Nice job Jes. Flows seemlessly around those links.

And I am gagging just thinking about the stench of all those rotting tulips!!!

2

I mean REALLY the first two paragraphs did you have to go there, oh yes of course you did you are Jes and well what else should I expect from you, ok now I will return to the story

3

and I'm back, Jes I will say that the abundance of tulips at your reception was beautiful, I remember specifically LOVING the set up of your reception and the flowers and marveling with my tablemates about how pretty they were and if it was in fact possible for me to sneak out a vase under my summer weight cardigan (don't worry I didn't try, although now after reading this post maybe I should have), and for some reason I remember you talking about hot pink swiss army knives and now that I think about it I want one, because you can be Macgyverish and yet still feminine with a hot pink swiss army knife

Oh and was I supposed to click on those links up there in the story?
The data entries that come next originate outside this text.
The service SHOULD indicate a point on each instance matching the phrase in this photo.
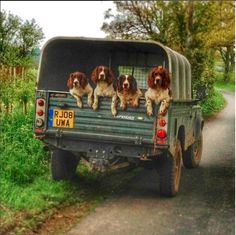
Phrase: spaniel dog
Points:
(158, 90)
(78, 86)
(128, 92)
(103, 78)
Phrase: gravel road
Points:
(205, 204)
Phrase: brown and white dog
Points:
(159, 90)
(128, 92)
(103, 78)
(78, 86)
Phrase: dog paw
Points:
(114, 112)
(90, 103)
(95, 106)
(135, 105)
(123, 106)
(149, 112)
(79, 104)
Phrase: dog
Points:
(78, 86)
(158, 90)
(103, 78)
(128, 92)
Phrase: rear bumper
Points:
(101, 145)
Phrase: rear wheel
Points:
(63, 165)
(170, 172)
(192, 156)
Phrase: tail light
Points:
(161, 134)
(40, 115)
(161, 128)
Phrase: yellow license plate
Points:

I heard no snapping and since you know I like to follow rules, and you so plainly stated that I was only to click on links where there is a snap I am waiting for the snap

P.S. I think a week of Spring Break has pretty much pushed me over the edge and has resulted in me speaking nonsense for the most part

4

OMW - that post was a riot. Everytime I saw a celebrity name a cash register noise went off in my head.

Which, I click on your ads so that you can be rich and make me some more meatballs!!! SO YUMMY!

5

I LOVE tulips, and so I think your floral arrangements were AMAZING. As was your post. Classic Jes form it was.